Bryce Wick


Creating CAR-T Cells Without Viral Delivery Via the TC Buster Transposon SystemTM

CAR-T cells have shown promise in the clinic in the treatment of blood cancers. Most often, these are created using viral vectors. Viral vectors have size limitations, the risk of insertional mutagenesis, and are costly to produce. Therefore, an attractive alternative is transposons, which are less expensive and safer than viral delivery methods. Here, we create CAR-T cells using the TC Buster transposase system and achieve an almost pure population of CAR+ T cells using drug selection. Briefly, primary human T cells were stimulated with Dynabeads, electroporated two days later, and restimulated. The cargo was a transposon containing a CD19 CAR, a mutant DHFR gene for drug selections with methotrexate (MTX), and GFP for integration analysis via flow cytometry, and the transposase was either a standard TCB transposase or a hyperactive one. After a week of drug selection, flow cytometry revealed that either transposase was able to produce a >99% GFP+ population.
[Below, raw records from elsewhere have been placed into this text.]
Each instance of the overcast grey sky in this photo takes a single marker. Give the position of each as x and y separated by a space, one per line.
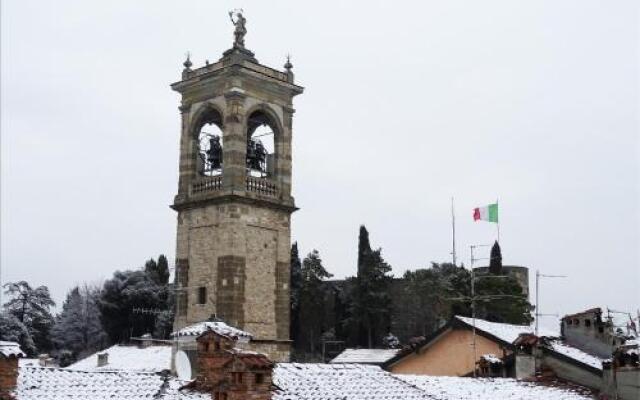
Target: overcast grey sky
406 104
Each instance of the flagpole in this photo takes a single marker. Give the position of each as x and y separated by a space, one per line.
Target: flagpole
498 222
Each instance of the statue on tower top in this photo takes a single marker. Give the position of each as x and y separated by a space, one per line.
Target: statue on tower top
241 29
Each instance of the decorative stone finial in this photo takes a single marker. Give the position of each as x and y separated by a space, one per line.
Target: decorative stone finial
241 29
187 63
288 64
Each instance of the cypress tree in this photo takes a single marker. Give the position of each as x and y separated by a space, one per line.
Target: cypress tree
295 284
495 262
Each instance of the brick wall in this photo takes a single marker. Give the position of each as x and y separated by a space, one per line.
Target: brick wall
230 374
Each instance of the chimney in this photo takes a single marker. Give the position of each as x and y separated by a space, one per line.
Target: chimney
45 361
9 354
103 359
145 341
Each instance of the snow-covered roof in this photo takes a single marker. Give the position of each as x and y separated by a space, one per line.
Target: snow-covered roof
491 358
218 327
506 332
456 388
340 382
129 358
576 354
365 356
41 383
10 349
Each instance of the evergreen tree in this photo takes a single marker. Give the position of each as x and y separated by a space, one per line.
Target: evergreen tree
370 303
295 285
12 330
312 296
495 261
120 295
32 308
509 304
158 271
68 333
163 270
78 330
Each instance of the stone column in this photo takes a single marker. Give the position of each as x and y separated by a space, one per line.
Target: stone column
283 154
235 143
187 155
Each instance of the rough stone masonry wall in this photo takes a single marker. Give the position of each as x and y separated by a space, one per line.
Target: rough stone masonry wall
8 376
240 254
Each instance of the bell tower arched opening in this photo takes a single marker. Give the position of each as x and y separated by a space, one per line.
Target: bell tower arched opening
261 152
209 143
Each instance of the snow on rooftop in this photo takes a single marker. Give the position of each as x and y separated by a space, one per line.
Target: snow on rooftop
340 382
365 356
218 327
576 354
39 383
456 388
507 332
10 349
129 358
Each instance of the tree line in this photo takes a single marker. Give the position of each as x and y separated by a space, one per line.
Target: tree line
375 310
369 310
92 317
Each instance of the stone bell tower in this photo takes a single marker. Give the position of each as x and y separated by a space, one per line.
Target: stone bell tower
234 199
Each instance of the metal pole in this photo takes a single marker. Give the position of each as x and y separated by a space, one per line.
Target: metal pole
537 299
473 314
453 228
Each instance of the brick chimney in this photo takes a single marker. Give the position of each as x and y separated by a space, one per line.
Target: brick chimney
103 359
229 373
9 354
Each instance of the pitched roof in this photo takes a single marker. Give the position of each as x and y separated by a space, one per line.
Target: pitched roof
41 383
574 354
365 356
10 349
455 388
129 358
340 382
506 332
218 327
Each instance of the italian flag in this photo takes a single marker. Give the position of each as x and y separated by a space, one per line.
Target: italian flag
486 213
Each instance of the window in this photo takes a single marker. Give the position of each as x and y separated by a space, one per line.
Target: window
202 295
181 303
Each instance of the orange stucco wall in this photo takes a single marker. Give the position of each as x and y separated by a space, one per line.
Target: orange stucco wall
449 355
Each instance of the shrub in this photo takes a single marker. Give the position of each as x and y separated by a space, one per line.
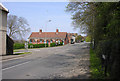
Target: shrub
37 45
19 46
54 44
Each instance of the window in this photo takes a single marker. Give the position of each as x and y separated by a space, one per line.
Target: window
40 40
33 40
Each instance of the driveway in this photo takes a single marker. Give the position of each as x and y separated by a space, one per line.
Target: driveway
64 62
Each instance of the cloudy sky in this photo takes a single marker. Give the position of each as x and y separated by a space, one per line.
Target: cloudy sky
39 13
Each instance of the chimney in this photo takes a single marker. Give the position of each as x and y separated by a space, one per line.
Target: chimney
40 31
57 31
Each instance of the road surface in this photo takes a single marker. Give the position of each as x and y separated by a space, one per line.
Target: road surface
69 61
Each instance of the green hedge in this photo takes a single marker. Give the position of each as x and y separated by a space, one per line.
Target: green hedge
22 45
37 45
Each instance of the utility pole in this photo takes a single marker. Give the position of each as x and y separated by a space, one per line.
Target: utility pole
45 30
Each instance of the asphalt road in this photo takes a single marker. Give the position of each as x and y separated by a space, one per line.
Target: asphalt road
69 61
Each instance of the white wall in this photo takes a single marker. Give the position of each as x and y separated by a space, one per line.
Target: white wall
3 27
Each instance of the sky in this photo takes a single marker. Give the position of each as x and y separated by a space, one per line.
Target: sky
39 13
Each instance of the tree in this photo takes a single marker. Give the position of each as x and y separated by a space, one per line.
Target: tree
17 27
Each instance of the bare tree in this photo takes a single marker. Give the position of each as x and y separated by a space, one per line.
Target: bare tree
17 27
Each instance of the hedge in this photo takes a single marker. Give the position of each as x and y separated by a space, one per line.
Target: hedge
19 46
37 45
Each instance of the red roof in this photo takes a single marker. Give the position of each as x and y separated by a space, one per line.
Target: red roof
48 35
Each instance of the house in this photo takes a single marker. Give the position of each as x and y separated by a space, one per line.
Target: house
71 37
5 41
48 37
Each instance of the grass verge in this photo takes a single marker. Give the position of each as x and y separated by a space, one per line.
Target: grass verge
95 66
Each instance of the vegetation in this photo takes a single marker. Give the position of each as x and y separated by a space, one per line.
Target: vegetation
101 22
22 53
78 38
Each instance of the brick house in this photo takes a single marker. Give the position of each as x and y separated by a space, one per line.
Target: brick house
6 43
48 37
71 37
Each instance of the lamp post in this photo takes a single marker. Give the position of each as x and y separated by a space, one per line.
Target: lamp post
45 29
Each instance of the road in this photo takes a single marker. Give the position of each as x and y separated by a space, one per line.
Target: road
69 61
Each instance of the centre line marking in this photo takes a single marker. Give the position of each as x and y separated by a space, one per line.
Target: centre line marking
15 65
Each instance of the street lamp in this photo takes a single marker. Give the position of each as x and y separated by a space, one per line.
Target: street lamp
45 29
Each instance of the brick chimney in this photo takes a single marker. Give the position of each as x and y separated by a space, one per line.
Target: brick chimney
57 31
40 31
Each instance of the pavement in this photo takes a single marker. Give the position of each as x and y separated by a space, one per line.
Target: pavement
64 62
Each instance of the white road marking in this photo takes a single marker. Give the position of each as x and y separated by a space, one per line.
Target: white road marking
16 65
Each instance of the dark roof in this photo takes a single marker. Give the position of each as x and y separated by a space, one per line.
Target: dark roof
48 35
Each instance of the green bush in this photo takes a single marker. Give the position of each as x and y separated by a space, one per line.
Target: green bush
19 46
37 45
54 44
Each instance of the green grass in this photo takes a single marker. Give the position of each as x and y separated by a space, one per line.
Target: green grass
22 53
95 66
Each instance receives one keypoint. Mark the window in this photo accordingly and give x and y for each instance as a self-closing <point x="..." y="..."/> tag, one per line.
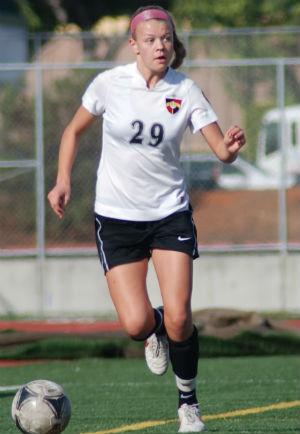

Without drug selection, the standard transposase produced a ~14% GFP+ population compared to the hyperactive transposases’ ~58% GFP+ population. In a killing assay, these cells were able to kill almost all CD19+ Raji-Luc cells plated at an E:T ratio of 3:1. This work shows that using the TC Buster transposase system allows for effective engineering of CAR-T cells and that drug selection can create an almost pure CAR+ population.